By: ParentingTeensOnline (View Profile)

Cautionary note:
Parents need to be dependable as well as flexible. Decide which parent will attend the high school basketball game and let your teenager know whom to expect. Then show up!

Dealing with Your Own Relationship with Your Child

Be Accessible-Make Time to Talk.
Teens tend to hole up in their rooms, but resist the urge to leave your teen alone. For Marilyn A., a divorced mom in Georgia, the best time to talk is at family dinner-a ritual she instituted during the divorce. “It’s the place where kids reveal themselves,” she says. “It’s been huge in our lives.”

Make dates for shopping or the movies.
Dr. Neuman explains, “You don’t need to talk about serious stuff. Just [try to] connect.”

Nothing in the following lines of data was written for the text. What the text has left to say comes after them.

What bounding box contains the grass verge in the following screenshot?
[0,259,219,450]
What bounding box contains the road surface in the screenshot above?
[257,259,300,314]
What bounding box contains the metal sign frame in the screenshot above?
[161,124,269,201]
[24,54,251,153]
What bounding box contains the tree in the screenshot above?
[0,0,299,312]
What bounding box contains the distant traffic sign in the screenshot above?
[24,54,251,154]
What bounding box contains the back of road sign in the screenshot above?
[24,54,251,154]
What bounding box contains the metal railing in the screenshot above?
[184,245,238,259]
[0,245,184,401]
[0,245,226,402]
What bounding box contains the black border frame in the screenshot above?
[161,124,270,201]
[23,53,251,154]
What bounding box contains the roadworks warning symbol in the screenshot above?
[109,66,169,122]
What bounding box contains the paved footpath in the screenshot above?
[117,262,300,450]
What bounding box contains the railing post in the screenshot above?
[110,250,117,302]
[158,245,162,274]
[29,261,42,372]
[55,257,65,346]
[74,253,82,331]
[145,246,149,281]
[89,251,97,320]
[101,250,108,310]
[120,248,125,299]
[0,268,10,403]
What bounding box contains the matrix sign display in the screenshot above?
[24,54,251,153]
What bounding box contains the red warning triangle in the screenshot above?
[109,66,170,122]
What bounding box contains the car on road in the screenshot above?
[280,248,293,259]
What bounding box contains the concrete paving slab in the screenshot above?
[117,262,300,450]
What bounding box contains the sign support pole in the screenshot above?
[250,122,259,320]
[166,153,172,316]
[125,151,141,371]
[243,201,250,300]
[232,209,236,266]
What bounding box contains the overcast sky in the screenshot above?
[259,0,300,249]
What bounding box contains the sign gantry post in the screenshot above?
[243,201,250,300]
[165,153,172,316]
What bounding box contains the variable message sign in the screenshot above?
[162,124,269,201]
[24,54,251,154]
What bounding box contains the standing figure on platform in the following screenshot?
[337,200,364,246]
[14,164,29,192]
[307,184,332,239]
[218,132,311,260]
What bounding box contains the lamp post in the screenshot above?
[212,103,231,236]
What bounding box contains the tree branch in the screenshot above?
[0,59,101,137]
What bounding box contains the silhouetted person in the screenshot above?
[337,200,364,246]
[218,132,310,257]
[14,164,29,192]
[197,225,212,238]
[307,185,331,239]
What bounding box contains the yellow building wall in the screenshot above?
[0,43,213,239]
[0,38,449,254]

Encourage Your Teen’s Social Support System.
A favorite aunt, grandma, or friend can broach topics that parents can’t. Sometimes, teens think, I can’t talk to my mom or dad about that because it’s too hot. Be sure you let supportive members of your family know a call to your teens every once in a while would be appreciated.

Don’t Try to be a “Pal.”
A teen’s growing emotional maturity and a parent’s need for understanding may lead you to turn to the teen for support. Resist the impulse. Allow your adolescent to remain a teenager. Your teen needs to rely upon you, not the other way around.

Be Consistent.
Teens need limits and consistency, especially when they have two different homes and two sets of regulations. “Divorced parents should have a single standard of what the rules are around chores and curfews,” says Sam. “It leads to less confusion and fewer confrontations.”

Don’t Try to Buy Your Child’s Allegiance.
“A lot of parents express their love by being financially generous,” says Dorothy M., whose husband, against her wishes, gave their eighteen-year-old a car during the divorce. Of course, when one parent has a lot more money to give, that sets up an impossible competition.

For many families, divorce leads to financial hardship. “In the teen years … it becomes harder for parents to hide conflicts, especially over money,” says Russell Wild of Allentown, Pennsylvania, co-author (with ex-wife Susan Ellis Wild) of The Unofficial Guide to Getting a Divorce. “They also have to send the message to their teens that they are dealing with those issues in a responsible manner.”